柳田:僕たちもビックリしました、「なんでそんな褒めてくれるんやろ?」って(笑)。当時、みんなでお金を出し合って、初めて福岡のスタジオでレコーディングをして。個人的にはもっとこうしたかったというのもあったんですが、100円でデモCDを作って売り出したら、「いいじゃん!」ってなって。
黒川:「秋明菊」はバンド結成して、最初に出来た曲なんです。
柳田:そう。曲が出来るまでに1年くらいかかっててね? 最初はメロディもアレンジも全然違ったんですが、ある日、トイレで用を足している時にメロディが降ってきて……。
――だから、イメージとエピソードが釣り合わないんですよ!(笑)
柳田:嘘は付けないですから(笑)。福岡時代に住んでた、海の目の前のアパートのトイレで、窓を開けると潮風が入ってくるんですけど。降ってきたメロディにその時の情景を歌詞にぶち込んだら、「いいじゃん!」ってなって。そこに辿りつくまで長かったんです。
――始めての曲作りはやっぱり難航しました?
桐木:最初はみんな目立ちたくて、テクニカルな感じを出したいって気持ちが強かったんですが、最近はちょっと落ち着いているかな、と思います。
柳田:それも良さではあるんですけどね。歌に寄り添いながら、テクニカルな部分を見せるっていう。
――なるほど。『理 -kotowari-』を聴いて思ったのは、軸にある強い歌と言葉を楽器隊がちゃんと支えて、感情を増幅させられてて。それぞれが曲ごとに役割を分かった上で主張出来てると思いました。

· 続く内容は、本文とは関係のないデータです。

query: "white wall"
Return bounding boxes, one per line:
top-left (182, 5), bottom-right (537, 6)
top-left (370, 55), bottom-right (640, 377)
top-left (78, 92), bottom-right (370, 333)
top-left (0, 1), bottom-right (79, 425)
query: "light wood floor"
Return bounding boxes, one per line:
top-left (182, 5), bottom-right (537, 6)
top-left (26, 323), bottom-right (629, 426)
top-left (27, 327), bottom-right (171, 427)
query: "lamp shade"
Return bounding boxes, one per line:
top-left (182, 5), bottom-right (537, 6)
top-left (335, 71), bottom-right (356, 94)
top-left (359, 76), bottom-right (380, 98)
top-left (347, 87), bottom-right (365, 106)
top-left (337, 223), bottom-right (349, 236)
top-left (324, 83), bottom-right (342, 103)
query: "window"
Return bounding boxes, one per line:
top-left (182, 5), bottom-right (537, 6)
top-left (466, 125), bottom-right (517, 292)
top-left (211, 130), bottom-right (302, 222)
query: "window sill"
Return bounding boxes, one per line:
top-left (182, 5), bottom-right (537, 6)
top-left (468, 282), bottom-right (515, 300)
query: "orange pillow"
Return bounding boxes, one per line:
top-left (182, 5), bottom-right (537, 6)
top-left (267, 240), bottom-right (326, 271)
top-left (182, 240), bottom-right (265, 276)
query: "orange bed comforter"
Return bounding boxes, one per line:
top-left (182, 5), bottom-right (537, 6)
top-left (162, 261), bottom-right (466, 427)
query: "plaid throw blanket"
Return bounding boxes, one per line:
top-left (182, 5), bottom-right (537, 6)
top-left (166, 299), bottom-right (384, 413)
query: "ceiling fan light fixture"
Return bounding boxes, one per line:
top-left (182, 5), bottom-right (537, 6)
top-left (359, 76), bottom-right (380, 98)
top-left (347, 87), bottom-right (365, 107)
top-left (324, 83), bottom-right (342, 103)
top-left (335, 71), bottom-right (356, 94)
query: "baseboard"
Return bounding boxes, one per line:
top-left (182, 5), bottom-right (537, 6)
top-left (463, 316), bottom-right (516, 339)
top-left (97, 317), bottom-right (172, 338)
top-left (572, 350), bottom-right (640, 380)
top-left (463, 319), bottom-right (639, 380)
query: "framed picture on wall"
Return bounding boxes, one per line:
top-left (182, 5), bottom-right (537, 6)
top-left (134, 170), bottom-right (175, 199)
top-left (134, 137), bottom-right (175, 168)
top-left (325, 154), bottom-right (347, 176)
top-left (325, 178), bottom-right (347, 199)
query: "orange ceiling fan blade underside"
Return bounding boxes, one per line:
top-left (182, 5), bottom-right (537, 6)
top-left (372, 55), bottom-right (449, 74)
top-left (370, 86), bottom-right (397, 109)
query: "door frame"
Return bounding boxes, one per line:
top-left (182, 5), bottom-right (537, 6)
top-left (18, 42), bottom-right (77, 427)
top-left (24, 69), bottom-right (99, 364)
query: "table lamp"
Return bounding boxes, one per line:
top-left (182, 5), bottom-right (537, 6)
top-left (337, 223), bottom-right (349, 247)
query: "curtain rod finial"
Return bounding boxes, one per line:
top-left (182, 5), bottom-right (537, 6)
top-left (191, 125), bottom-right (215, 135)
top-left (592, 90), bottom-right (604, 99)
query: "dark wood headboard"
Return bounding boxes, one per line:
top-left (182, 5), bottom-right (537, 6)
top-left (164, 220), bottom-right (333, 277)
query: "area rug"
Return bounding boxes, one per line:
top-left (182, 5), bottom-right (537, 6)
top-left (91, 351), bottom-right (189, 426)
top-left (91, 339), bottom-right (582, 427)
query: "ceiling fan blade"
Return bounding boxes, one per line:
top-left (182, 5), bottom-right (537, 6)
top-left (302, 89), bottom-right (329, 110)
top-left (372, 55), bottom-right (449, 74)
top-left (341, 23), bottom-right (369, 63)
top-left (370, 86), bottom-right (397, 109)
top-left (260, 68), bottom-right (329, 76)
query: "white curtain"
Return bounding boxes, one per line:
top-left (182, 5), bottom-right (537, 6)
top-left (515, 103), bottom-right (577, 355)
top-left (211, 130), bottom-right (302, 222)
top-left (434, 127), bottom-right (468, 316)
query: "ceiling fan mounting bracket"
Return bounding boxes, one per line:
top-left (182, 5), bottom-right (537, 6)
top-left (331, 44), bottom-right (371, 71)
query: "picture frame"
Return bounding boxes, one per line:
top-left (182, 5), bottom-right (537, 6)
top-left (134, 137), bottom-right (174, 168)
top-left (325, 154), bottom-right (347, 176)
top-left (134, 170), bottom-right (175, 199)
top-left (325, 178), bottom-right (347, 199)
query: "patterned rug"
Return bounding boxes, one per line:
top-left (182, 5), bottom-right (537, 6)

柳田:曲はアレンジの基本段階を僕が作ってて、歌に寄り添ったリフやソロ、リズムだったりという基本がある上で、みんなでアイデア出し合う作り方なので。あまり自己主張が強くなりすぎないし、みんなが曲を理解してくれてる気がします。ロックバンドでありながら、何より歌を大事にするという気持ちがみんなにあるので。
『理 -kotowari-』
――作品が出来上がってみての感想はいかがですか?
柳田:今回、「ジュブナイルに捧ぐ」で始まって、「Illumination」で終わるんですが。実はこの2曲って歌のキーが一緒で、「イルミネーション」でふわっと終わった所から、「ジュブナイル~」の歌い出しに綺麗に繋がるように出来てて。リピートして聴くと、ずっとループして聴けるようになっていたり。1曲ごと色が違うというのもあって、ずっと聴いていられる作品になったと思います。